How to Pearson correlation in R

statistics
Pearson correlation
Learn how to perform pearson correlation in R. Step-by-step statistical tutorial with examples.
Published

February 21, 2026

Introduction

Pearson correlation measures the linear relationship between two continuous variables, producing a value between -1 and 1. Use it when you want to understand how strongly two numeric variables move together in a linear fashion.

Getting Started

library(tidyverse)
library(palmerpenguins)

Example 1: Basic Usage

The Problem

We want to examine if there’s a relationship between penguin flipper length and body mass. This will help us understand basic penguin anatomy relationships.

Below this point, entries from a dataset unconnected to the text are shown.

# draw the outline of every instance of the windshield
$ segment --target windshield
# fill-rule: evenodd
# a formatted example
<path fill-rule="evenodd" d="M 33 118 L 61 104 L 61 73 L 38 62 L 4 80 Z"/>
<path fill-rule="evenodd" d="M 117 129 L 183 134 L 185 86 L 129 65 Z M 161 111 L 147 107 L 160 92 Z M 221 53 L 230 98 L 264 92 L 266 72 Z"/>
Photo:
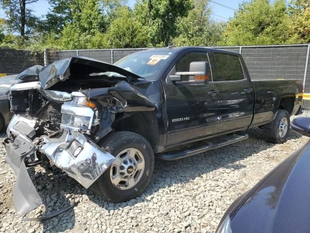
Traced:
<path fill-rule="evenodd" d="M 171 51 L 153 50 L 133 53 L 122 58 L 113 65 L 149 80 L 171 59 Z"/>

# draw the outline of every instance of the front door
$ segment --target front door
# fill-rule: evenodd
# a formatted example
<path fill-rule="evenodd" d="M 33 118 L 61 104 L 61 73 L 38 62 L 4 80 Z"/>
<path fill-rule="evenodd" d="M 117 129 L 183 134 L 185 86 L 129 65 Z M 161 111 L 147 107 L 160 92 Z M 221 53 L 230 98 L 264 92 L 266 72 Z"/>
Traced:
<path fill-rule="evenodd" d="M 187 52 L 177 59 L 169 75 L 189 71 L 192 62 L 206 61 L 206 51 Z M 217 133 L 220 92 L 218 84 L 210 81 L 202 85 L 164 83 L 167 116 L 167 145 L 170 145 Z M 182 81 L 188 81 L 188 77 Z M 187 80 L 186 80 L 187 79 Z"/>

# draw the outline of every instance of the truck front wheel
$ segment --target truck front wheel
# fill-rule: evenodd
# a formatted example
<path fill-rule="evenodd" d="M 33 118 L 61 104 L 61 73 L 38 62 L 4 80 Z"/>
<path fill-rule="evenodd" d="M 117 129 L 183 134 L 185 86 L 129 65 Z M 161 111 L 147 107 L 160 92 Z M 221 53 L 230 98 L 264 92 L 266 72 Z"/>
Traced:
<path fill-rule="evenodd" d="M 116 159 L 93 185 L 94 192 L 112 202 L 126 201 L 141 194 L 154 169 L 154 154 L 147 140 L 137 133 L 117 132 L 98 145 Z"/>
<path fill-rule="evenodd" d="M 290 115 L 285 110 L 279 110 L 271 129 L 267 129 L 267 141 L 272 143 L 285 142 L 290 132 Z"/>

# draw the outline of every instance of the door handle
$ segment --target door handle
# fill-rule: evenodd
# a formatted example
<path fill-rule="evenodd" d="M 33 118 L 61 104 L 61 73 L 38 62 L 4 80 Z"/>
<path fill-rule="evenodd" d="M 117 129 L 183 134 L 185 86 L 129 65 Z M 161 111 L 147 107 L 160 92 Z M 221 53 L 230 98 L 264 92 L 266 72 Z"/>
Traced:
<path fill-rule="evenodd" d="M 210 91 L 208 92 L 208 95 L 210 95 L 211 96 L 214 96 L 215 95 L 217 95 L 218 94 L 218 92 L 217 91 Z"/>

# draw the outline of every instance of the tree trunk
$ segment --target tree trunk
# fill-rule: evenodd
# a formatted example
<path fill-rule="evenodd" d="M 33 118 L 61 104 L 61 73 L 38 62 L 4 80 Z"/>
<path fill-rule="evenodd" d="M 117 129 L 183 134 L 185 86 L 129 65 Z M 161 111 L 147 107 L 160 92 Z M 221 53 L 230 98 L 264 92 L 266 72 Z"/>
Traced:
<path fill-rule="evenodd" d="M 20 35 L 25 35 L 25 25 L 26 25 L 26 0 L 19 0 L 20 7 Z"/>

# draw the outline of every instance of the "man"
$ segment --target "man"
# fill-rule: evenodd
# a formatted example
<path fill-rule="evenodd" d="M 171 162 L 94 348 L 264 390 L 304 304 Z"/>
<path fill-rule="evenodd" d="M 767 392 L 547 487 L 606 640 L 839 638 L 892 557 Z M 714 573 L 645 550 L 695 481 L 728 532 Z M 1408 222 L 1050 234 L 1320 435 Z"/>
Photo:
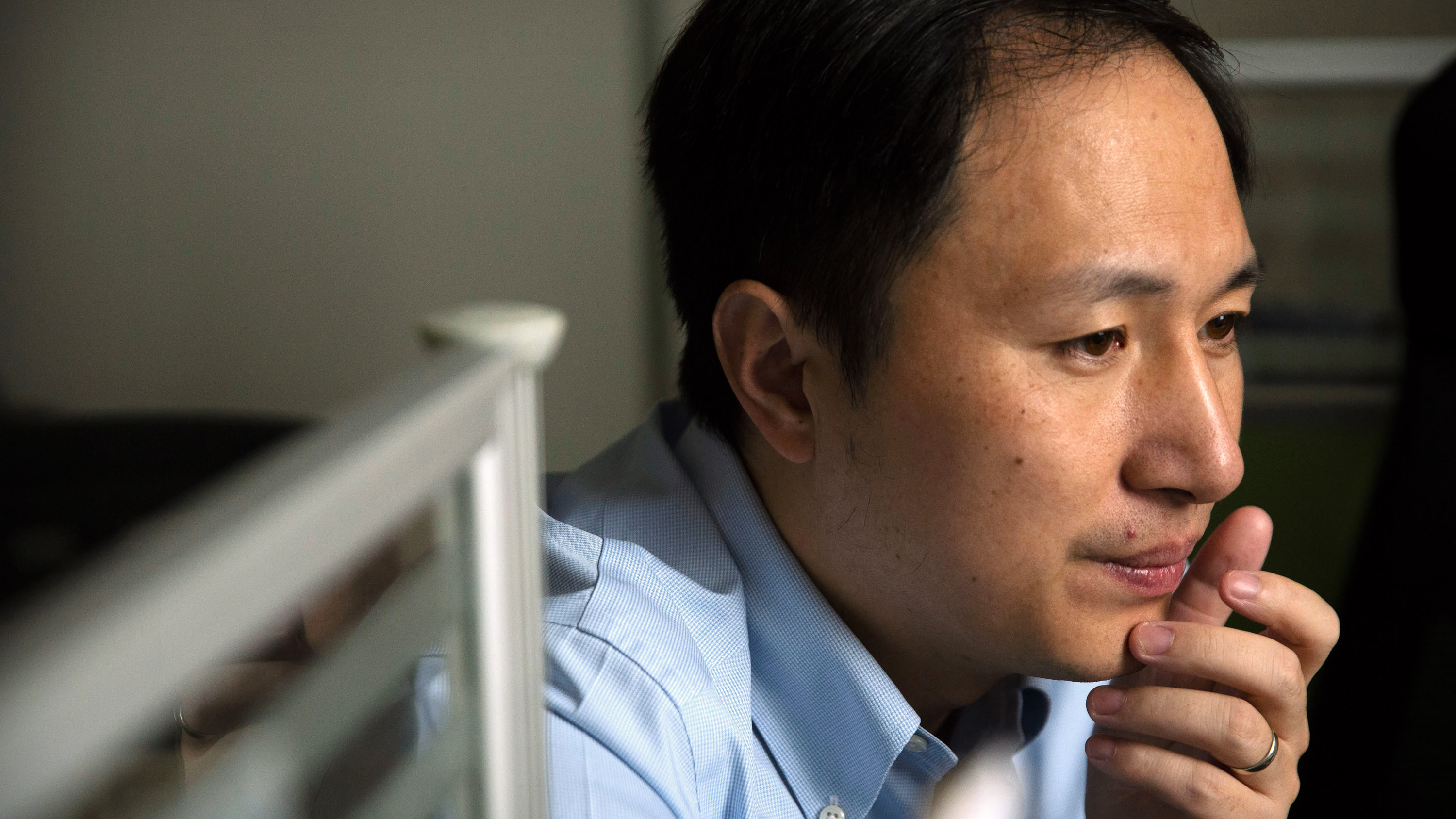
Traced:
<path fill-rule="evenodd" d="M 1118 678 L 1089 816 L 1286 815 L 1335 615 L 1258 572 L 1258 509 L 1185 576 L 1259 278 L 1207 35 L 1158 0 L 706 0 L 648 170 L 683 400 L 550 490 L 555 815 L 916 816 L 1042 727 L 1029 678 Z"/>

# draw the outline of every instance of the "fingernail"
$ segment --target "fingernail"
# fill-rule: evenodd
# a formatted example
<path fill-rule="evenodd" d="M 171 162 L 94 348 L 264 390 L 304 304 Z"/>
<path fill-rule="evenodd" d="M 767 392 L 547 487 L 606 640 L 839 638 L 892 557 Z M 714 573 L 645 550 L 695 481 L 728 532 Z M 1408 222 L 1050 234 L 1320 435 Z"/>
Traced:
<path fill-rule="evenodd" d="M 1088 740 L 1088 756 L 1096 759 L 1098 762 L 1107 762 L 1117 754 L 1117 743 L 1111 739 L 1095 733 L 1092 739 Z"/>
<path fill-rule="evenodd" d="M 1123 690 L 1104 685 L 1088 697 L 1088 710 L 1095 716 L 1115 714 L 1123 707 Z"/>
<path fill-rule="evenodd" d="M 1254 572 L 1229 572 L 1229 596 L 1236 599 L 1254 599 L 1259 594 L 1262 583 Z"/>
<path fill-rule="evenodd" d="M 1168 649 L 1174 646 L 1174 633 L 1171 628 L 1153 623 L 1143 623 L 1137 628 L 1137 647 L 1144 655 L 1156 656 L 1166 653 Z"/>

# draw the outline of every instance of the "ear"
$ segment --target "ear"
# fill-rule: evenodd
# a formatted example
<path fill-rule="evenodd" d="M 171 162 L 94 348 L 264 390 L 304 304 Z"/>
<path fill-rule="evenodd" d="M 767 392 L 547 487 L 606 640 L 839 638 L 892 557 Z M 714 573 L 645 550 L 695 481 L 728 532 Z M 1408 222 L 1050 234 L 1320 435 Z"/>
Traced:
<path fill-rule="evenodd" d="M 732 282 L 713 310 L 713 342 L 728 384 L 769 445 L 795 464 L 812 458 L 804 361 L 818 340 L 801 332 L 783 297 L 763 282 Z"/>

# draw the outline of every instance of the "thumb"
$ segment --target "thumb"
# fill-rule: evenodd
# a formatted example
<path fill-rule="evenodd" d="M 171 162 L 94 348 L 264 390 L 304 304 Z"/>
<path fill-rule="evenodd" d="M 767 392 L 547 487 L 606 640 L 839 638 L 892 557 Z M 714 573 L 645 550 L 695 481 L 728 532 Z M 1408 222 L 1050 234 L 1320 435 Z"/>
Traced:
<path fill-rule="evenodd" d="M 1258 506 L 1241 506 L 1203 544 L 1182 583 L 1174 592 L 1168 620 L 1223 626 L 1232 610 L 1219 596 L 1219 579 L 1235 569 L 1257 572 L 1264 566 L 1274 537 L 1274 521 Z"/>

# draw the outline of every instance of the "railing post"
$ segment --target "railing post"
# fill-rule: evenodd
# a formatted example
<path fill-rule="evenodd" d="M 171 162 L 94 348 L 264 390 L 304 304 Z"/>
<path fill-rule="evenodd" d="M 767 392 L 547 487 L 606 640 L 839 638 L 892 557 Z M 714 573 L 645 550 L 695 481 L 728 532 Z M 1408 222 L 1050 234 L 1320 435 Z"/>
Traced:
<path fill-rule="evenodd" d="M 456 543 L 464 588 L 459 704 L 475 727 L 467 810 L 546 819 L 545 658 L 540 637 L 539 372 L 565 329 L 561 313 L 482 304 L 425 320 L 431 346 L 469 345 L 515 359 L 495 407 L 495 436 L 462 471 Z"/>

Step 1: Load and examine the data

First, let’s look at our penguin dataset structure.

data(penguins)
penguins |>
  select(flipper_length_mm, body_mass_g) |>
  head()

This shows us the first few rows of our two variables of interest.

Step 2: Calculate basic correlation

Now we’ll compute the Pearson correlation coefficient.

correlation <- cor(penguins$flipper_length_mm, 
                   penguins$body_mass_g, 
                   use = "complete.obs")
print(correlation)

The use = "complete.obs" parameter handles missing values by excluding incomplete pairs.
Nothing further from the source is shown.